Sheehan told WAMC Friday that an engineering assessment was still underway, but the early indication is that structural integrity is not compromised.
“One of the things that’s important to stress is that the building itself at this point in time does not appear to be at risk of collapse,” she said. “The walls are actually attached to the building via rebar so they are independent structures. So the center of the building, the main building itself, does not appear to be in any imminent danger.”
Sheehan voiced frustration at the situation. A New York City-based architectural salvage dealer bought the building in 2017 with grand plans but has done nothing with it, and has fought the county’s foreclosure attempts.
“What we are seeing with respect to safety concerns at the Central Warehouse and the temporary suspension of Amtrak service is a real world consequence of ongoing frivolous litigation carried out by the owner, the Phoenix of Albany LLC, which is solely owned by Evan Blum,” County Executive Daniel McCoy said in a prepared statement. “For over a year now, Blum has repeatedly attempted to use the courts to disingenuously prevent the transfer of title to the Central Warehouse to Albany County and ultimately tied our hands in this regard.”
Given how long the building had sat unattended, and how long the litigation had dragged on, the city ran a codes inspection earlier this week, Sheehan told WAMC, and found significant deterioration of the south wall above the train tracks, possibly due to a harsh winter with repeated freeze-thaw cycles.

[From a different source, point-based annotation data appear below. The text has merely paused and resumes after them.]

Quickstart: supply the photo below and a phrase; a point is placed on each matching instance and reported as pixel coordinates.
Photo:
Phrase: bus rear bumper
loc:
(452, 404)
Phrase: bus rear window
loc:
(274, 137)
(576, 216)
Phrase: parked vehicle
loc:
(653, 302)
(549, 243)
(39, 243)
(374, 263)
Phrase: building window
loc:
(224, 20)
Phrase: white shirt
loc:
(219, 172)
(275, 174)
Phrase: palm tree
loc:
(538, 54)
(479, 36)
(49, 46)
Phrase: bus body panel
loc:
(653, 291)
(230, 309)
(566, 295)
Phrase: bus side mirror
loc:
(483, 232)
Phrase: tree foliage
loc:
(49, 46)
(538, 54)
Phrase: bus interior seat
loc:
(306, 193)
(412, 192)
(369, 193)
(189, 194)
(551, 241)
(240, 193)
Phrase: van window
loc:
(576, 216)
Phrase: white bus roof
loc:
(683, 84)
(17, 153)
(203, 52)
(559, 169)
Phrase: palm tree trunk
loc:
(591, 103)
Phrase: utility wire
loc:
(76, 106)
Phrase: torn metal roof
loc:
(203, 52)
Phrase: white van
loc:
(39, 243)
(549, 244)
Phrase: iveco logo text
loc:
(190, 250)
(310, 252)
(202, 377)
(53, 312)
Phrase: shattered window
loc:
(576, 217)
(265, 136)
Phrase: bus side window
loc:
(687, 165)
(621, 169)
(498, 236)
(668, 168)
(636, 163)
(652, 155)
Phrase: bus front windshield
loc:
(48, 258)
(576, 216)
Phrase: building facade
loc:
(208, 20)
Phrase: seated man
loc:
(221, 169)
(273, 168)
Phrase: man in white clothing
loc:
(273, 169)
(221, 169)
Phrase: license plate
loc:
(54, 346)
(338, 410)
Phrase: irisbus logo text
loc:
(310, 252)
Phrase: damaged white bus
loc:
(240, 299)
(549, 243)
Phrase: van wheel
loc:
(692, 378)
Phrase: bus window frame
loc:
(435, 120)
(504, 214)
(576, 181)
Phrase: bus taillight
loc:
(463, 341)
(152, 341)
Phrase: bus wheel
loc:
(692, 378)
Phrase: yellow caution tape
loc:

“The city of Albany is in receipt of a structural engineering report that states in part ‘collapse of portions of the exterior southerly wall’ of Central Warehouse is considered ‘imminent,'” she said in a prepared statement.
“As a result, I have declared a state of emergency and we are working closely with local, state, and federal partners and engineering experts to determine the extent of the structural failure and develop a plan to ensure the safety of our residents and businesses.”
If it can successfully wrest the Central Warehouse away from Blum, the county has a development team waiting in the wings with a revitalization plan: Columbia Development Companies of Albany and Redburn Development Partners of Schenectady, which has an extensive track record redeveloping decayed or obsolete urban properties across the Capital Region.
Redburn Principal Jeffrey Buell told The Daily Gazette on Friday that the latest problem with the building does not alter the plans to buy or to rehab the Central Warehouse, but he had little further comment.
“I will only say I’m not surprised,” he said.